Giovanni Cavalcanti, il gregario prezioso che non vinse mai

di Gino Sala

Quando incontro Giovanni Cavalcanti ho il piacere di salutare un uomo col sorriso stampato sul volto, un tipo felice per ciò che ha fatto e per ciò che sta facendo, uno di quei personaggi incapaci di drammatizzare in qualsiasi evenienza vengono a trovarsi. Capirete come in circostanze del genere si rimane giovani, eternamente giovani e infatti il romagnolo, nato a Sant'Agata sul Santerno il 17 novembre del 1943, dimostra meno, molto meno degli anni che porta.

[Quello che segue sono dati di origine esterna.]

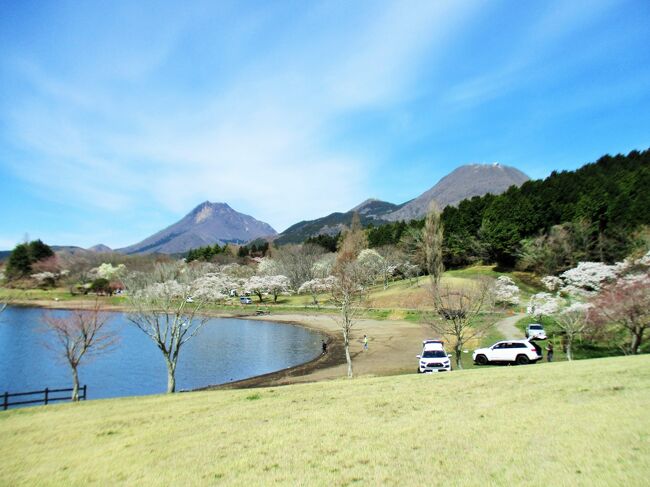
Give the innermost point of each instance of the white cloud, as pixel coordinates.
(262, 143)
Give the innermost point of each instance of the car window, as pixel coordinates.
(433, 354)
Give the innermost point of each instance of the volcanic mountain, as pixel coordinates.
(207, 224)
(464, 182)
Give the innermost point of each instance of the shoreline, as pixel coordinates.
(393, 345)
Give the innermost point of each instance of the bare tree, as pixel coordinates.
(349, 290)
(348, 294)
(458, 310)
(432, 235)
(164, 309)
(572, 321)
(79, 335)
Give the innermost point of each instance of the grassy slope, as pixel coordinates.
(581, 423)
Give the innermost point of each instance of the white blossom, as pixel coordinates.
(110, 272)
(543, 304)
(317, 286)
(323, 267)
(576, 307)
(589, 276)
(268, 267)
(372, 264)
(506, 291)
(552, 283)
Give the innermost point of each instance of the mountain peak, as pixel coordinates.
(206, 224)
(463, 182)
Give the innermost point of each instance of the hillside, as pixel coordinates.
(207, 224)
(370, 211)
(579, 423)
(464, 182)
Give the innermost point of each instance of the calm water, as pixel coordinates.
(224, 350)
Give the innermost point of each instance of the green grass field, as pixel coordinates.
(581, 423)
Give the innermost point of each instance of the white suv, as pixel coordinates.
(433, 357)
(520, 352)
(535, 331)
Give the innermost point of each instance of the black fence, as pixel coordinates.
(46, 399)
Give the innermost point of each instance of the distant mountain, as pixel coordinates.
(370, 211)
(464, 182)
(100, 249)
(207, 224)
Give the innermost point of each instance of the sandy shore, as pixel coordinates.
(392, 346)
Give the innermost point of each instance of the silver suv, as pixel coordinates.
(520, 352)
(535, 331)
(433, 358)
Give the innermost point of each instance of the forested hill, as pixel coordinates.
(591, 213)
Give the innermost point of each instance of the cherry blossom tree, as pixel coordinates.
(506, 291)
(79, 336)
(624, 305)
(277, 285)
(392, 258)
(372, 264)
(323, 267)
(317, 286)
(543, 304)
(110, 272)
(268, 267)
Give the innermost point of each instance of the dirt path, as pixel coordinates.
(392, 348)
(508, 329)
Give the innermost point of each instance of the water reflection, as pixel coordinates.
(224, 350)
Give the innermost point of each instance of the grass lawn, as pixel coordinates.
(580, 423)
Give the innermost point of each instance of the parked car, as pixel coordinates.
(433, 358)
(535, 331)
(520, 352)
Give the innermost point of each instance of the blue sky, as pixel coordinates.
(117, 118)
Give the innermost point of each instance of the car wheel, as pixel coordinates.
(522, 360)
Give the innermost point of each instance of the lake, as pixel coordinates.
(223, 351)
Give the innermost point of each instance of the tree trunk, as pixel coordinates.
(637, 337)
(171, 376)
(569, 342)
(348, 358)
(75, 385)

La capigliatura, per esempio, è folta e intatta, gli occhi brillanti, il fisico quello di un individuo che si è mantenuto bene, proprio bene. Grazie a madre natura, direi, ma anche per il modo di vivere, di guardare al domani con serenità.
Passista scalatore, 1,79 di altezza, 70 chili di peso, professionista dal '69 al '79, leggo sulle note che ricavo da un prezioso almanacco che porta le firme di Luciano Boccaccini e Giovanni Tarello ai quali va il mio apprezzamento per le ottime informazioni.
Cavalcanti è stato un fior di gregario, uno di quei collaboratori che portano il capitano fino alla soglia del traguardo. Quando il gruppo si scremava e rimanevano al comando dieci, massimo dodici corridori, lui era in quella pattuglia

Eccellente passista e buon scalatore, mulinava le sue lunghe e possenti leve con agilità e una continuità impressionante. Affidarsi a Giovanni era come salire su un rapido e arrivare alla meta in perfetto orario. Avessi il modo per contare le innumerevoli volte che il suo nome è finito sul mio taccuino, ricaverei un corollario di azioni importanti, decisive, con la sua presenza. E non è che terminasse stanco stanco, provato dall'impegno. Il giorno seguente lo vedevi nuovamente in prima linea, prontissimo per il compito che gli era affidato. Mai ho sentito Cavalcanti lamentarsi, mai è venuto meno la sua tenacia, la sua resistenza. Veramente un modello di atleta.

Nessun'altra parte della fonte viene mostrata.